6.824 2004 Lecture 12: Performance (Part 1: Livelock)

Announcements:
  Project draft one due today for comments 
  Midterms handed back at end of class, mean = 86


Performance of a single system under overload:
  Why this is interesting: it's deeper than just throwing CPU at the problem
  This problem shows up anytime regularly schedule job A is pre-empted by B 


Specific problem: IP forwarding

  
What's going on here (diagram):
  Network hardware (rx) -> Q -> IP stack -> Q -> App
                 (xmit) <- Q <-

  Interrupt generated by networking hardware - handled immediately, place
    on queue, soft-interrupt for IP stack, place on queue for app, etc.

  Q: When can the xmit starve? What about the application?

  In general, if a Q is dropping, pusher has higher priority than puller


Explain Figure 6-1:
  What determines how far it goes up?
  Abstractly, what determines slope of line going down? 
  Why does screend's line go down earlier than w/o screend?
  Ideally, should discard ASAP, curve would flatten out

  mogul's point: burning CPU cycles when most precious
  
Q: Would infinite length queues fix this?

Q: What about reducing interrupt priority level? 

Still have to deal with scheduling work, and not committing to
work when there's no cpu time for it.

Q: Any other ideas? Maybe process packet to completion? 
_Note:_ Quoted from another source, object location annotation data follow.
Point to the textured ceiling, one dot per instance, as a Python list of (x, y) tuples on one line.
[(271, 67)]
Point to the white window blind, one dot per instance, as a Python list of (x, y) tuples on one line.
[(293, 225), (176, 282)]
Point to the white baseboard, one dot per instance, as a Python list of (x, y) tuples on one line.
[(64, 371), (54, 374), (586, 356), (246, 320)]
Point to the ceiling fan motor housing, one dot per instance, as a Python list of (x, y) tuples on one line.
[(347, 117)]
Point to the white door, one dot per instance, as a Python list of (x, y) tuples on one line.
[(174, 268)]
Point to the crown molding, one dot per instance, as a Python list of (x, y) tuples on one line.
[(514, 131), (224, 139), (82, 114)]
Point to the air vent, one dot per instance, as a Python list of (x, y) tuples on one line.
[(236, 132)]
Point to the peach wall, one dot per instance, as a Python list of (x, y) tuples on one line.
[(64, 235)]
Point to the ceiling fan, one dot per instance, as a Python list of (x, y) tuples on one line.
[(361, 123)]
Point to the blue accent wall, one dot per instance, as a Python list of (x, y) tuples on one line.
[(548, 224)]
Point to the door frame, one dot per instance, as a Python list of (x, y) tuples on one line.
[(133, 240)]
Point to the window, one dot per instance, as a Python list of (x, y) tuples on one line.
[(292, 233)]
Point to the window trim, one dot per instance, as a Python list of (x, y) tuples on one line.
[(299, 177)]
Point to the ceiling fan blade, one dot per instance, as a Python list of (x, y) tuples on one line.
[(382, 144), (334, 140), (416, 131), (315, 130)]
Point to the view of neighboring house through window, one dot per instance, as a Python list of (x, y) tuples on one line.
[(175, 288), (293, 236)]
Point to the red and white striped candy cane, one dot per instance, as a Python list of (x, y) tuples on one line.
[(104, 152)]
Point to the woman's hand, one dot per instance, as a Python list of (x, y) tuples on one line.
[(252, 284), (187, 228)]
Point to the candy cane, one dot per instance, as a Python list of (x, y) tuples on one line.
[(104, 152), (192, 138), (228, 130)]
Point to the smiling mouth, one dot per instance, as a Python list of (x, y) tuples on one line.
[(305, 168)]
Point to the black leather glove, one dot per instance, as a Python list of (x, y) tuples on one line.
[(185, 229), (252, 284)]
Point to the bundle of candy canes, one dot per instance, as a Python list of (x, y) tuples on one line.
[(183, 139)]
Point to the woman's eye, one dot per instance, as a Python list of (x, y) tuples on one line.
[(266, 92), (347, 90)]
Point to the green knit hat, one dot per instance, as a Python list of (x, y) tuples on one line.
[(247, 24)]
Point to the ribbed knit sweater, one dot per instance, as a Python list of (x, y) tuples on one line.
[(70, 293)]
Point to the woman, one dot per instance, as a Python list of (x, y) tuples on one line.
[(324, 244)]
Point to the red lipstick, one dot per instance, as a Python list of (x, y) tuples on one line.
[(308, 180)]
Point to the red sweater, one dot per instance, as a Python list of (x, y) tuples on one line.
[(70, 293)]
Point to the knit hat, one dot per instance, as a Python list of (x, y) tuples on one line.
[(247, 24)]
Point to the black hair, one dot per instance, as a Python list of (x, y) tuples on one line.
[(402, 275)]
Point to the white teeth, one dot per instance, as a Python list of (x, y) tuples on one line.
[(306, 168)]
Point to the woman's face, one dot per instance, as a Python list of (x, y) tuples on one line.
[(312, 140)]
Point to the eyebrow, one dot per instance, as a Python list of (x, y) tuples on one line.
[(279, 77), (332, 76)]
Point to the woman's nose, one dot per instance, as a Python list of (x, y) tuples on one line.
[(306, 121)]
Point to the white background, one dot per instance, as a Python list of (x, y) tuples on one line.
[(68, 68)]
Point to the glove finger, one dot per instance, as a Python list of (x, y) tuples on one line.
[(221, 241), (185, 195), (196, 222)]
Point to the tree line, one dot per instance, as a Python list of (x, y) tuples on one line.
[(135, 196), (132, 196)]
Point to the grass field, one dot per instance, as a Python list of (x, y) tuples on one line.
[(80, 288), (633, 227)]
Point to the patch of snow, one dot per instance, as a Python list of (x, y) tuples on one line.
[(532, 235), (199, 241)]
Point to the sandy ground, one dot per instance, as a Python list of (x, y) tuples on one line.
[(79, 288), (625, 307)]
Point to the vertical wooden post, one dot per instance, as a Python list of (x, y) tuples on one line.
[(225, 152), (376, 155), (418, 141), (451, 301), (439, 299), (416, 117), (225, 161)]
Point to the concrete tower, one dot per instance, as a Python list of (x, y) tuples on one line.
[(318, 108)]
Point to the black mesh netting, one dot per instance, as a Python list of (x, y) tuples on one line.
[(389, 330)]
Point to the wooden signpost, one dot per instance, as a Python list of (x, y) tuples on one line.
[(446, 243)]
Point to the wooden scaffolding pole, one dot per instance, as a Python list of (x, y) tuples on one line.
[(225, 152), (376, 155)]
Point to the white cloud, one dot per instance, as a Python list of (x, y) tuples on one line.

Different scenario: today's question
  Can this livelock?

    while(1){
      send NFS READ RPC;
      wait for response;
    }

  Q: What ends up happening?
  Q: What about with lots of clients?


The paper's solution:
  timeslice + RR scheduling
    when idle, use interrupts
    when busy, poll and handle work in kernel thread
  discard packet as early as possible
  when busy: no new work

  another way: change the push architecture to a pull arch

  Q: What happens if packets arrive too quickly? Too slowly?

  
Figure 6-3: 
  Q: What's wrong with polling no-quota?
   xmit is still starved
  Q: Why does it go to zero? That's a lot worse!?


Figure 6-4:
  Q: Why does "polling, no feedback" do poorly?
    Can still end up starving screend
  Q: What's the basic idea behind feedback?
    Thread will yield when queue is full


Comment: feedback seems more elegant than quotas (no consts)

Is this the final answer?
  What if running telnet and webserver on same machine?
  How about a bunch of processing events - will feedback still work?
  Works well for net (can drop pkts), but what about disk i/o?


Q: What's the general principle?
  Don't waste time on new work that you can't finish
   (or make new work lower priority) 


6.824 2004 Lecture 12: Performance  (Part 2: Black Boxes)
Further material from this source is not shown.